Former West Indies bowler Samuel Badree feels the slow nature of wickets in UAE will help spinners in the ICC men’s T20 World Cup 2021 which gets underway from Sunday.

“Because of the heat factor and the dry nature of the surfaces, you always expect spinners to do well. The slow nature of the pitches also helps with that,” said Badree in an ICC release. “Spinners will do particularly well in Dubai, as well as in Sharjah, which give you more of an opportunity. They will prosper less in Abu Dhabi because in my memory there is a lot of grass on the pitch there.

Badree has also backed India spinner Ravichandran Ashwin and South Africa spinner Tabraiz Shamsi to have a good tournament as spin has always played an important role in T20 cricket.

“When it comes to the best spinner at the ICC Men’s T20 World Cup, it’s hard to look past Tabraiz Shamsi. The South African is ranked No.1 in the ICC Men’s T20I Player Rankings for a reason and as a left-armer, he poses a significant challenge for batters,” said Badree.
“Left-arm wrist spinners are rare in international cricket – he’s very consistent, can turn the ball both ways and has tremendous control.

“I see him playing a major role for his team with the ball – he has the ability to bowl in different phases of the game, too, which is important,” he added.

“In terms of other spinners, Ravichandran Ashwin is of course there for India. He has that experience; he’s played for quite a long time now,” Badree said.

The former West Indies cricketer also said the spin department is the one area he is worried about when it comes to Kieron Pollard-led side as the team lacks experience and the batsmen might have to compensate for it by scoring more than 200 runs.
“If there’s one area of the West Indies team that I’m worried about, it’s the spin department. It’s an area of shortcoming for them. They have the one frontline spinner, Hayden Walsh, who had an exceptional home series quite recently. He didn’t have a good Caribbean Premier League and going into this tournament, his form is not the best and his confidence might not be the best,” said Badree.

“He is quality enough to do well in the tournament, but outside of him, there aren’t any out-and-out spinners. Being able to take wickets throughout the innings is so important.
“If the power hitters like Evin Lewis, Chris Gayle and Andre Russell can get the team to over 200 runs consistently, that area of deficit can be ignored. But if we don’t score those type of runs, the bowling will be found out and the spin bowling in particular,” he added.
Badree, who last played for West Indies in 2018, pointed out that spin was a big strength of the side when they won the T20 World Cup in 2012 and 2016.
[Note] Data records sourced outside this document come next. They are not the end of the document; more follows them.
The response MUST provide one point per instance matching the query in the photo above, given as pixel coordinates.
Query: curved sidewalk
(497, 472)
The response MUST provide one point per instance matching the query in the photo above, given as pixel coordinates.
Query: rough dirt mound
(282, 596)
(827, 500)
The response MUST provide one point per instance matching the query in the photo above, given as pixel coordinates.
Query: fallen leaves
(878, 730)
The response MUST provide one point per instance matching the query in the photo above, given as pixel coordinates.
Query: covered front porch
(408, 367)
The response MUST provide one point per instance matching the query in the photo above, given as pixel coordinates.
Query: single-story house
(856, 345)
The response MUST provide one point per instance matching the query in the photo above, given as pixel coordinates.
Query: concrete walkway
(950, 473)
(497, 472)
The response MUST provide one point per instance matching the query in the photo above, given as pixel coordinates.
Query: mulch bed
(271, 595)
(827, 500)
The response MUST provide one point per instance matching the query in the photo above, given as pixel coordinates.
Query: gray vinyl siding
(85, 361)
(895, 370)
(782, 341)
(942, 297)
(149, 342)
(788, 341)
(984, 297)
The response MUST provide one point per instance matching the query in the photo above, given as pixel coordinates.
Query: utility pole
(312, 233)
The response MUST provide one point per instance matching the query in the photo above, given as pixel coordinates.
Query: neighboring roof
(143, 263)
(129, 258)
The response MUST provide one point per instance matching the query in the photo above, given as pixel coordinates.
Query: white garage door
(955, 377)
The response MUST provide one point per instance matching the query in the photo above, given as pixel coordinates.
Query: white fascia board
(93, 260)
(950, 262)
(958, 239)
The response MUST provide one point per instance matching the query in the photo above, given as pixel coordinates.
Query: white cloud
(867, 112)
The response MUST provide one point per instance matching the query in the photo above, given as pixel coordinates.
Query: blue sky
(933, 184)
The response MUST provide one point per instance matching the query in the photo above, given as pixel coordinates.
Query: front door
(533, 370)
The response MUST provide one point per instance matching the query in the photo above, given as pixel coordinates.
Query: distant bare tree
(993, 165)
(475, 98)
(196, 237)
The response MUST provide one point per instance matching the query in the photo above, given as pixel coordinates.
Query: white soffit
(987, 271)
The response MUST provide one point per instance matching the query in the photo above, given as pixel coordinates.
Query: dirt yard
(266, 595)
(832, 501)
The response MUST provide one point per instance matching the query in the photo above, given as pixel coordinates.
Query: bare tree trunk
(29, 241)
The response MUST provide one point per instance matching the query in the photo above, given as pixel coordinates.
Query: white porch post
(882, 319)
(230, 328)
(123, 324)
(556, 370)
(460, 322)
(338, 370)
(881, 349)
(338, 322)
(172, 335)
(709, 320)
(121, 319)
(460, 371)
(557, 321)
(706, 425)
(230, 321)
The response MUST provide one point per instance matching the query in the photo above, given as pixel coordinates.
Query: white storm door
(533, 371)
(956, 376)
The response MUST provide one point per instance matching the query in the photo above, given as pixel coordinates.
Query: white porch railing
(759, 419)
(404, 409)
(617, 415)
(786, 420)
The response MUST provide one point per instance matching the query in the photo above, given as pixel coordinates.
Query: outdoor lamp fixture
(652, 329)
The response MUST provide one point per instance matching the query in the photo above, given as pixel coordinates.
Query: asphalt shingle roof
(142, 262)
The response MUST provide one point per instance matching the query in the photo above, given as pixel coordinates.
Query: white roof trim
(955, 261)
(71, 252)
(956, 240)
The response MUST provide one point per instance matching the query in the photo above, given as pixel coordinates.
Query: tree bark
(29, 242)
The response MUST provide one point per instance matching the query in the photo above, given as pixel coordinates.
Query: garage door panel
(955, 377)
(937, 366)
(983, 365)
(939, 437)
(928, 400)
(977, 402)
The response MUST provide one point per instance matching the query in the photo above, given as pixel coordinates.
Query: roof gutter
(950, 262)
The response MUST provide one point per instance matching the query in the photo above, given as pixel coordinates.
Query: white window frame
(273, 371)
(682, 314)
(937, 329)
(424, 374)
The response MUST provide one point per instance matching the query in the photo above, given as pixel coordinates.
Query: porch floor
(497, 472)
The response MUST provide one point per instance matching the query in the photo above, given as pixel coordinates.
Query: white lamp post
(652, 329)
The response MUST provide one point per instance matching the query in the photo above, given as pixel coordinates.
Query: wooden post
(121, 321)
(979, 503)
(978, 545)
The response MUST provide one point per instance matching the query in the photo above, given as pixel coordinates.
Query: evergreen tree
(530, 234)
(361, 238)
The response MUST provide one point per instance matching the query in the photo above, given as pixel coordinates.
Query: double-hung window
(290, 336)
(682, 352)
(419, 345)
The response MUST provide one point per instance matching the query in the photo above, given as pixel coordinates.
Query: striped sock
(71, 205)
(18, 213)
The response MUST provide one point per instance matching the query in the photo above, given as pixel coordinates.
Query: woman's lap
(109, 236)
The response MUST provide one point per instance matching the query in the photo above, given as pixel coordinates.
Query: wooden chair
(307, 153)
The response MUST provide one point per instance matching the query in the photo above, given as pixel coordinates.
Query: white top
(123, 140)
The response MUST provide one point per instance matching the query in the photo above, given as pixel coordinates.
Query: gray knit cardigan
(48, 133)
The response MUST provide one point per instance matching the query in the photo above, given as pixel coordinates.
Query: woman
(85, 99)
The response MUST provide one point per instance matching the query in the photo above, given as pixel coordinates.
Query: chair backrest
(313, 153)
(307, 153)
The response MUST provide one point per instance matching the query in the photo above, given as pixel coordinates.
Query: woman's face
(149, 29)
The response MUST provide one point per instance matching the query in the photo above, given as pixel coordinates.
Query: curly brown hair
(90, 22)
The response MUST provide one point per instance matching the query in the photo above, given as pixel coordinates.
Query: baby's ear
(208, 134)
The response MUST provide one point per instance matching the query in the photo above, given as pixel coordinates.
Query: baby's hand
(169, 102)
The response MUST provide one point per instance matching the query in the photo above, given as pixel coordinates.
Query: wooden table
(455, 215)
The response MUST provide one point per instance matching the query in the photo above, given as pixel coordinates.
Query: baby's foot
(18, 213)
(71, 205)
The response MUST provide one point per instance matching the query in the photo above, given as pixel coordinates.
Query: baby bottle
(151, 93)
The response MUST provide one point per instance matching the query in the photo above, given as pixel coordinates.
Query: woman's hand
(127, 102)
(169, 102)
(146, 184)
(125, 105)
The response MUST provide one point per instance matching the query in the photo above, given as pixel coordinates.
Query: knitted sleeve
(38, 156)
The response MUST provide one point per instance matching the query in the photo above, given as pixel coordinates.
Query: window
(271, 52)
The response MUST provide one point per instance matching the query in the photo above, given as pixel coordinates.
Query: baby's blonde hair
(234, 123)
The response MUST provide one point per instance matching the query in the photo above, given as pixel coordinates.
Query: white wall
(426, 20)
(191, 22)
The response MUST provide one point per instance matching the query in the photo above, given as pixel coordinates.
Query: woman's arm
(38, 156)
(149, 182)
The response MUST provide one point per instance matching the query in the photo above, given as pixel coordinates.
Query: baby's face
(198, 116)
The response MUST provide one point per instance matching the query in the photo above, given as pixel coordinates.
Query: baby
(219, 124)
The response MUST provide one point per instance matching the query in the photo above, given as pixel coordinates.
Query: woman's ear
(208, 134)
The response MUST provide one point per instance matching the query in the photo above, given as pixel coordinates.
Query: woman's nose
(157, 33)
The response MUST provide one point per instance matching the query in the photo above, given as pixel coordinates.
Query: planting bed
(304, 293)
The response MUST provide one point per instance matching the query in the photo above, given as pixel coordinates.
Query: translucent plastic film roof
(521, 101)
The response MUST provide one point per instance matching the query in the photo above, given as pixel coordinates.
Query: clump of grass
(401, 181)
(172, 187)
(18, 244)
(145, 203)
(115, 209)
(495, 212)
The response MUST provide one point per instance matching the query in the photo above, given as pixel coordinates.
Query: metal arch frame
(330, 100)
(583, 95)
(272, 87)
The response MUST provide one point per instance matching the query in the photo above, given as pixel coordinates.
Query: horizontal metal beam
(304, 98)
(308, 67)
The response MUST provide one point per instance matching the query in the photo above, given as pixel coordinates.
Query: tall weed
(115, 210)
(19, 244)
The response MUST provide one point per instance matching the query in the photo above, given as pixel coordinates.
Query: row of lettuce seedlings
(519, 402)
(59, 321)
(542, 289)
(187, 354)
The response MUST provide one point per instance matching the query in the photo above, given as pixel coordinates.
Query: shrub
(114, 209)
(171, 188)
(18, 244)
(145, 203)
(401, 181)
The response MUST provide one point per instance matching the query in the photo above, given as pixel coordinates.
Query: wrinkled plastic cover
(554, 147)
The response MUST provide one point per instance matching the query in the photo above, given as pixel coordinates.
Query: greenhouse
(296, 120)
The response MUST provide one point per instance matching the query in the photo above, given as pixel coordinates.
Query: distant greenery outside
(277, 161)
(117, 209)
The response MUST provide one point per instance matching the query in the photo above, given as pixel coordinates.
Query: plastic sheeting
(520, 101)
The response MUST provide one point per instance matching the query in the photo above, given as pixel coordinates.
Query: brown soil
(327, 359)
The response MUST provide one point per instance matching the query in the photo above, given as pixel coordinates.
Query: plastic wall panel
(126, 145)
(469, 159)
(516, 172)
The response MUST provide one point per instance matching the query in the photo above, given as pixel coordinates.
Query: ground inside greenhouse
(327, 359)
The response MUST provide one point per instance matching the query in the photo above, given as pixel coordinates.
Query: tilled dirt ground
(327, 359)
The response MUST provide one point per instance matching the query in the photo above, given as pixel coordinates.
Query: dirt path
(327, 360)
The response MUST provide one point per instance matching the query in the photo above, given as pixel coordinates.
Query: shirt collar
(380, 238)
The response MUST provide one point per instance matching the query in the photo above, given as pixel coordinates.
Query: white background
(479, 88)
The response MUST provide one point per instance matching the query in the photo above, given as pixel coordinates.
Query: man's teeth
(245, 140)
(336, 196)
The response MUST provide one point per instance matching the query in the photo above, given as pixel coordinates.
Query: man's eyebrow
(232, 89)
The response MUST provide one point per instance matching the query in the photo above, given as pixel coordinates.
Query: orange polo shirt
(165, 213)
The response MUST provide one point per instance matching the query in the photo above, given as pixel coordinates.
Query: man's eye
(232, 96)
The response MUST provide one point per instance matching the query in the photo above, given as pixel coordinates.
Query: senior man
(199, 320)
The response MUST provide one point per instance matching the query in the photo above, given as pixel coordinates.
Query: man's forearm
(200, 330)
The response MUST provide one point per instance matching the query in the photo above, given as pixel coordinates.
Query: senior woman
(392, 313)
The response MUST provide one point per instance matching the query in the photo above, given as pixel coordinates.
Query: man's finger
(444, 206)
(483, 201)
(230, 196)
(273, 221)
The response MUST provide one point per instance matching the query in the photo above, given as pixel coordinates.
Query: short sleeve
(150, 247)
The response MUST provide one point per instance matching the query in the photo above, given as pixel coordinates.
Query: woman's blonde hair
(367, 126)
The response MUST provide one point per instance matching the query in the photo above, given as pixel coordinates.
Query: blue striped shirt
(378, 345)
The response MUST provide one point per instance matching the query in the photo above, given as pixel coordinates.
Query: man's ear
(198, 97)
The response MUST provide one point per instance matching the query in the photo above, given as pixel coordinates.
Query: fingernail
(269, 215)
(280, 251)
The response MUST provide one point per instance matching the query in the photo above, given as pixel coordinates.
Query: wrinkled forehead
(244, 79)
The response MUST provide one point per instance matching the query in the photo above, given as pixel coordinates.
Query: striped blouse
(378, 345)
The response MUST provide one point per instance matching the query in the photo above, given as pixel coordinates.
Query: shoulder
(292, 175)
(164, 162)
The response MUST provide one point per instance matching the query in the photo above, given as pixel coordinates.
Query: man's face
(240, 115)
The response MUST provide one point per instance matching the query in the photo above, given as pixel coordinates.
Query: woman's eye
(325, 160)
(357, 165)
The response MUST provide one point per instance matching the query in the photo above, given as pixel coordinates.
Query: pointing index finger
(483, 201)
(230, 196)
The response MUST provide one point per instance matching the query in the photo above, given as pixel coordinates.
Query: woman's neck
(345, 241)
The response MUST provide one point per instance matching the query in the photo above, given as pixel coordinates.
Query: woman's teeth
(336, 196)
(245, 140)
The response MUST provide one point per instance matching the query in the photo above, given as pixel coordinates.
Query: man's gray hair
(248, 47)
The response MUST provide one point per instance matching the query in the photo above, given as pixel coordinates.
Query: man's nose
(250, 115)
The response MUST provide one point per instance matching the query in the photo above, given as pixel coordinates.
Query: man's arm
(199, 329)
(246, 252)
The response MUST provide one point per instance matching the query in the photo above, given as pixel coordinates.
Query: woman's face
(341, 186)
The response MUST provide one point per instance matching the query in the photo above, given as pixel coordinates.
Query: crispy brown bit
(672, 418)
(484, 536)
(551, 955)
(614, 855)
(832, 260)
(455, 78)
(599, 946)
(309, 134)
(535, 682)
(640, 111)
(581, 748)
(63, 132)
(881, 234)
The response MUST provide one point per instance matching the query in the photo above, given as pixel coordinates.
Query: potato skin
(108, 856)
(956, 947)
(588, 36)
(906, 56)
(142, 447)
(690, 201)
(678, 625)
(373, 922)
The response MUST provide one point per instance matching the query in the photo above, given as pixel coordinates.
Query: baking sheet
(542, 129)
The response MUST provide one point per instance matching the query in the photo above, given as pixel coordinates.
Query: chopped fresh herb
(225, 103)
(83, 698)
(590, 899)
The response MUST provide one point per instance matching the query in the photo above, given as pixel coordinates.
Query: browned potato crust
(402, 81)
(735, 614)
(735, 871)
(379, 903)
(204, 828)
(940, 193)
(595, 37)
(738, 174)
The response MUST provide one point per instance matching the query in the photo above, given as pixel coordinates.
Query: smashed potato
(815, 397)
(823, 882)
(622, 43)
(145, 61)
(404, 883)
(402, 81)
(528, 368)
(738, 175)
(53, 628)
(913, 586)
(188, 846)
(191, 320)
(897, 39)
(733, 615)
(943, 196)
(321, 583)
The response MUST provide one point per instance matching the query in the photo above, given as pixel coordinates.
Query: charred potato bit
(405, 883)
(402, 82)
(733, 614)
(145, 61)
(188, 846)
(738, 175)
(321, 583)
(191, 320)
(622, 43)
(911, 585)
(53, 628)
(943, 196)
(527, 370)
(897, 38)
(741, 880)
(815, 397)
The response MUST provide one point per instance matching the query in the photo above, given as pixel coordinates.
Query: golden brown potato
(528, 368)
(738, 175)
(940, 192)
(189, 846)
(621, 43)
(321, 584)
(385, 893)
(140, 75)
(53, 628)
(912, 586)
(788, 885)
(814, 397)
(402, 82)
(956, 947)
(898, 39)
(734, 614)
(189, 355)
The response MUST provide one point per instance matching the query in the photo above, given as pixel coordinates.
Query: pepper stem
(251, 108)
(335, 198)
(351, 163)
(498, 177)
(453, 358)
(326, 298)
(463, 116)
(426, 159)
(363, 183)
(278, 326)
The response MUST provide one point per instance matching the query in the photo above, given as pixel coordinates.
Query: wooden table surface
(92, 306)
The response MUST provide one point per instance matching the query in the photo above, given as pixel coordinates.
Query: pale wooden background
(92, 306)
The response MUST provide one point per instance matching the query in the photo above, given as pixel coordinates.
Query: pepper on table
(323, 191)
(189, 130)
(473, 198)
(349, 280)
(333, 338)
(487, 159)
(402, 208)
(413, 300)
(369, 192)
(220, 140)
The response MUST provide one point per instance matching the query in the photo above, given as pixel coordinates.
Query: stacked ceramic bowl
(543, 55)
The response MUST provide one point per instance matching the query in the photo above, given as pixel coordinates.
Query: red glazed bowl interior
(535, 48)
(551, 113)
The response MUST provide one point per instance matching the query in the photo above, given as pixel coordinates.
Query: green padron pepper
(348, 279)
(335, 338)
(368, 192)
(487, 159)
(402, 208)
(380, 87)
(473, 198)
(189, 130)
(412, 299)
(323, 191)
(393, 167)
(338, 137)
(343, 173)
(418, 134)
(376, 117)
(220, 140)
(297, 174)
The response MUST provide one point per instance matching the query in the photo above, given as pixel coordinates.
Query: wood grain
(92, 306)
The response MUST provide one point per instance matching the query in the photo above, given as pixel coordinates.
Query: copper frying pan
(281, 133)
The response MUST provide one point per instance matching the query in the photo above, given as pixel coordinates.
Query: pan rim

“Spin was a big strength of ours when we won the tournament in 2012 and 2016. We had Sunil Narine, Sulieman Benn and myself who could all use the new ball in any game,” said Badree.

“Spin is always important and has an integral role in T20 cricket – we’ve seen that in previous editions of the ICC Men’s T20 World Cup.

“It’s being played in the UAE and Oman, where we have traditionally come to expect slow conditions. I foresee spinners having a big impact in this tournament,” he signed off.